Every day, Dr. Shannon Reid gets calls from people who are looking for a family doctor.
Every day, she has to turn them down.
Reid has a roster of almost 1,200 patients and says there’s no room to add more. It’s causing her grief and stress.
“It’s a challenging time,” Reid said during an interview at the Angus Family Medical clinic on King Street, where she’s been practising for the past five years. “We get multiple calls everyday from people who are looking for a doctor for their grandmother, their mother, their kids.
"I’m just tired of saying no.”
The recent death of an Alliston-based doctor compounded the situation. The number of calls has risen exponentially as patients of the deceased doctor frantically search for a replacement.
There’s no way Reid could meet the demand, so she decided to take her concerns to the top of the municipal food chain — Essa Township council — in an effort to possibly secure another doctor in the area.
During a deputation at the township’s last council meeting, Reid urged the municipality to consider creating a fund that could be used as a signing bonus to attract a doctor to the region, a gambit that is playing out across the province.
Reid said she was all set to bring on a recently graduated doctor, but they opted to go elsewhere, lured away, in part, by a substantial signing bonus.
“When I talked to her, I told her I would talk to council and see if there was something like that available in Angus,” Reid said. “Before I had a chance, she signed with someone else.”
In Huntsville, a family physician who makes a five-year commitment to work in the town could receive an $80,000 signing bonus. A doctor who moves to Dryden, in northern Ontario, could get up to $37,500 for moving expenses and up to $155,000 in separate provincial grants for a four-year commitment.

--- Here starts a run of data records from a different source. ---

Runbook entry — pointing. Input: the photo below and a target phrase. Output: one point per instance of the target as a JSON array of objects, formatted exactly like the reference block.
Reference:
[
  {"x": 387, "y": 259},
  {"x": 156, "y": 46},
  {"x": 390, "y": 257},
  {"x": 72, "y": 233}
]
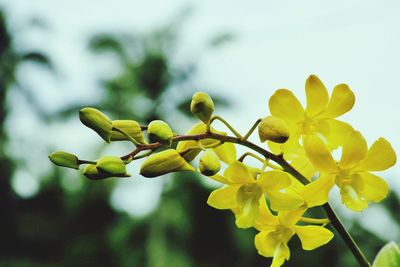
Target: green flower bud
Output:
[
  {"x": 273, "y": 129},
  {"x": 113, "y": 166},
  {"x": 164, "y": 162},
  {"x": 160, "y": 131},
  {"x": 91, "y": 172},
  {"x": 130, "y": 127},
  {"x": 190, "y": 149},
  {"x": 210, "y": 164},
  {"x": 64, "y": 159},
  {"x": 202, "y": 106},
  {"x": 97, "y": 121}
]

“Whether it’s fair or not, the vast majority of municipalities do offer a signing bonus to some extent,” Reid said.
A reporter reached out to Essa Township officials to see if there was an interest on the municipality's part to wade into the signing-bonus program for doctors, but didn’t get a response prior to publication of this story.
Essa Township, along with Adjala-Tosorontio, Innisfil and New Tecumseth, currently supports the Alliston & Area Physician Recruitment program, working in co-operation with Stevenson Memorial Hospital.
A similar program is in place in Oro-Medonte, where the township provides a grant to the Orillia and Barrie recruitment committees for their recruitment efforts.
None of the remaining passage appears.